If it’s brown, thumbs down.
If it’s bare, *death stare*
Down with compost piles!
And spread them around.
Let them slowly feed and nurture plants and soil, not themselves.
Formation of soil organic matter via biochemical and physical pathways of litter mass loss : Nature Geoscience : Nature Research http://www.nature.com/ngeo/journal/v8/n10/full/ngeo2520.html
All soils are different. However No dig and diverse cover crops that keep fungi fed and alive are definitely the preferred method as the less the soil disturbance, the more the plants photosynthesise and feed the undisturbed soil microbes like fungi that then build soil carbon and structure.
However for soils with poor structure, low soil carbon, and hard clay pan compaction layers, then subsoil manuring can be a faster option as it gets the food to microbes where it’s most needed. Ideally with minimal inter-layer disturbance, and optionally then with a layer of weed suppressing material, mulching and planting through. You have to always remember to plant out bare mulch and soil however, otherwise mycorrhizal fungi that require plant hosts will die off. About half of mycorrhizae also die within the first month of tilling and a further half every subsequent month soil is left fallow.
When subsoil manuring you have to make sure there is enough soil moisture for the microbes to break down that subsoil manure and integrate it too. Studies suggest materials with a C:N of less than 25:1 appear to be the best to feed those subsoil microbes.

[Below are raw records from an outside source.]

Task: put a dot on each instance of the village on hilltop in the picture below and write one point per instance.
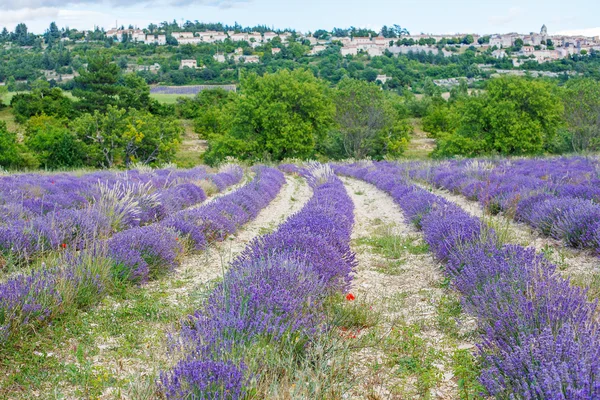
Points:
(520, 48)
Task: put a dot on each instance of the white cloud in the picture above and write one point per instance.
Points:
(35, 4)
(513, 13)
(582, 32)
(13, 17)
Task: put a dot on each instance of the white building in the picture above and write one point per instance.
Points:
(375, 51)
(255, 37)
(250, 59)
(238, 37)
(268, 36)
(383, 78)
(316, 50)
(160, 40)
(499, 54)
(349, 50)
(219, 57)
(188, 64)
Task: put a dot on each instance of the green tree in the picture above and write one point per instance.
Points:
(518, 44)
(102, 135)
(134, 92)
(276, 116)
(581, 100)
(3, 92)
(150, 139)
(10, 151)
(514, 116)
(96, 85)
(118, 137)
(367, 123)
(54, 144)
(42, 100)
(52, 35)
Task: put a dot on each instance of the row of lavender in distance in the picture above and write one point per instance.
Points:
(145, 252)
(559, 197)
(273, 293)
(539, 335)
(41, 214)
(79, 279)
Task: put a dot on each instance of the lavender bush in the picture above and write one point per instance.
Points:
(273, 292)
(86, 263)
(540, 337)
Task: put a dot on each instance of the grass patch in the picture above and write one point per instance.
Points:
(467, 370)
(82, 355)
(449, 310)
(410, 356)
(394, 247)
(169, 98)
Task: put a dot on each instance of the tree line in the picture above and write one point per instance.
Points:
(516, 116)
(111, 122)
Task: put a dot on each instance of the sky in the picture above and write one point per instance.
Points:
(424, 16)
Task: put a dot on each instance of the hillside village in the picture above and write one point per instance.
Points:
(520, 48)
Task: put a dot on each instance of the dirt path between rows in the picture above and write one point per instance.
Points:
(198, 269)
(125, 343)
(571, 262)
(406, 298)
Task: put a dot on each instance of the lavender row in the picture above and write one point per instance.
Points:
(37, 194)
(79, 279)
(558, 197)
(145, 252)
(539, 339)
(113, 206)
(273, 293)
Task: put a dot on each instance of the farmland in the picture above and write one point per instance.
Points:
(454, 279)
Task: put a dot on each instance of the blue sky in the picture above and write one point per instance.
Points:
(428, 16)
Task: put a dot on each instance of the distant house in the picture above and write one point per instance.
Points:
(383, 78)
(499, 54)
(382, 41)
(136, 35)
(238, 37)
(188, 64)
(285, 36)
(219, 36)
(250, 59)
(312, 40)
(375, 51)
(160, 40)
(316, 50)
(219, 57)
(349, 50)
(255, 37)
(268, 36)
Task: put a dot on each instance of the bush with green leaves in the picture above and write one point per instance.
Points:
(53, 143)
(514, 116)
(276, 116)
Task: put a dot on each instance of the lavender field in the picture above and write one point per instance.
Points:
(369, 280)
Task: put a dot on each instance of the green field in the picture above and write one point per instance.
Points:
(169, 98)
(163, 98)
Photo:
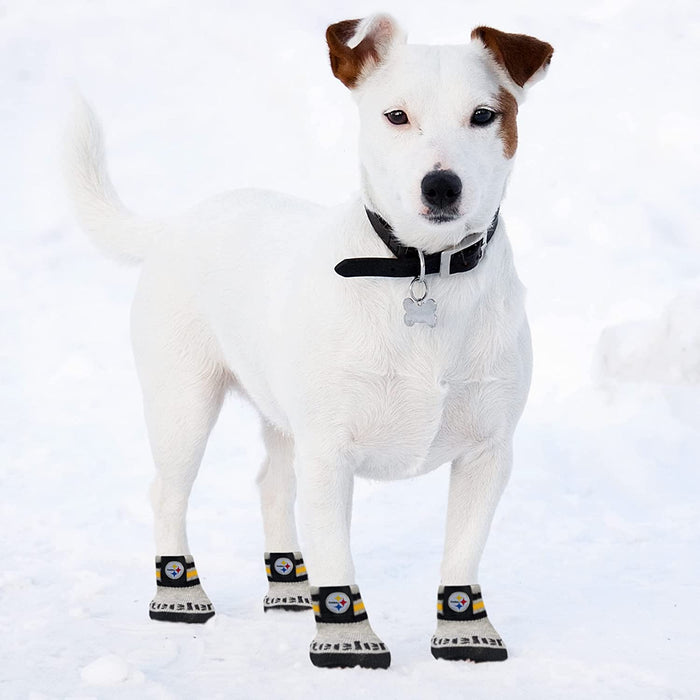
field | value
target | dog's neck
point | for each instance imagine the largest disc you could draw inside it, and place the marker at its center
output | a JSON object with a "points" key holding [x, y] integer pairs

Basically anything green, eg. grass, fresh leaves that aren’t allelopathic, or alternatively compost or animal manures if you want a higher bacterial to fungi ratio that the high phosphorus, particularly in animal manures encourages (normally you don’t). Mulch helps maintain moisture, and the mulch should ideally be below a C:N of 100:1 as this speeds the building of soil carbon. Those are mulch materials like leaf mold, straw, shredded newspaper, and ramial (branch) chipped wood, ideally all mixed together for diversity. Those materials that are high in potassium and low in phosphorus are also likely to encourage fungi.
Digging without amending however is generally a bad idea as it destroys soil structure, and can lead to soils drying out where those cracks form, which then causes the soil mucilage (glues) and microbial exudate to dry out and leach. Leaving sand, silt, and clay ready to combine and compact with one another.